If you want to read more about this, have a look at Differences between stable, current and experimental.

Which Variant?

If you're not sure, pick (None).

Besides our "regular" stage3's (listed with a variant of (None), the following variant builds are available:

VariantDescription
(None)The "standard" version of Funtoo Linux
pure64A 64-bit build that drops multilib (32-bit compatibility) support. Can be ideal for server systems.
hardenedIncludes PIE/SSP toolchain for enhanced security. PIE does require the use of PaX in the kernel, while SSP works with any kernel, and provides enhanced security in user-space to avoid stack-based exploits.

Download the Stage3

Once you have found the stage3 that you would like to download, use wget to download the Stage 3 tarball you have chosen to use as the basis for your new Funtoo Linux system. It should be saved to the /mnt/funtoo directory as follows:

# cd /mnt/funtoo
# wget http://build.funtoo.org/funtoo-current/x86-64bit/generic_64/stage3-latest.tar.xz

Note that 64-bit systems can run 32-bit or 64-bit stages, but 32-bit systems can only run 32-bit stages. Make sure that you select a Stage 3 build that is appropriate for your CPU. If you are not certain, it is a safe bet to choose the generic_64 or generic_32 stage. Consult the Subarches page for more information.

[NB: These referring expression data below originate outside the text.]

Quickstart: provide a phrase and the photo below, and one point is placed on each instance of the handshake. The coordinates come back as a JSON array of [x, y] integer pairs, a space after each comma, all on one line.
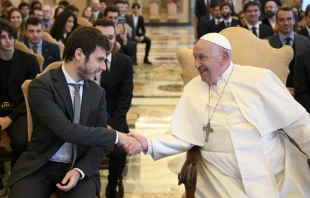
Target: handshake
[[132, 143]]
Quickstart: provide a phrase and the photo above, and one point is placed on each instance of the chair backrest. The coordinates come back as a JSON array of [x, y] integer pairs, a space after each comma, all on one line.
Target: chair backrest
[[85, 22], [49, 38], [247, 49], [172, 11], [21, 46], [25, 87], [154, 11]]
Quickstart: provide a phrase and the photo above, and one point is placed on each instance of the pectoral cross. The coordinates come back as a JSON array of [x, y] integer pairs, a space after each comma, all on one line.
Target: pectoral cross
[[208, 130]]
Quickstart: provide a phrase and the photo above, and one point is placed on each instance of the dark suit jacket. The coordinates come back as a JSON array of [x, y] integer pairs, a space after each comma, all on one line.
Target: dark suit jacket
[[24, 66], [221, 26], [118, 84], [304, 32], [50, 52], [301, 44], [205, 26], [52, 115], [302, 79], [264, 31], [200, 7]]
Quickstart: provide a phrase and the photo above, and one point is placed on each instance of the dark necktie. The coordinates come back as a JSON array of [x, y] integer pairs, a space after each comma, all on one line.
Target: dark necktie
[[288, 41], [35, 49], [254, 31], [76, 118]]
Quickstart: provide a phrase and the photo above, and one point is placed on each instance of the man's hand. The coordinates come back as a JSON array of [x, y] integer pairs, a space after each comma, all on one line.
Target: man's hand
[[141, 139], [130, 145], [69, 181], [5, 122]]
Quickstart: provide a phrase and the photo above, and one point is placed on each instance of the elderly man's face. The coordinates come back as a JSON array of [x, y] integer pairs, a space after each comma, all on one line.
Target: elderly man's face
[[208, 61]]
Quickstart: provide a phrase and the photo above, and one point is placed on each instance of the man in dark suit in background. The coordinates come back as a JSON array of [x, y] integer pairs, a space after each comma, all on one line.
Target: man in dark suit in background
[[252, 14], [117, 81], [202, 8], [228, 21], [306, 30], [16, 67], [271, 9], [285, 21], [139, 26], [302, 79], [69, 118], [34, 33], [207, 25]]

Once the stage is downloaded, extract the contents with the following command, substituting in the actual name of your stage 3 tarball:

# tar xpf stage3-latest.tar.xz
Important

It is very important to use tar's "p" option when extracting the Stage 3 tarball - it tells tar to preserve any permissions and ownership that exist within the archive. Without this option, your Funtoo Linux filesystem permissions will be incorrect.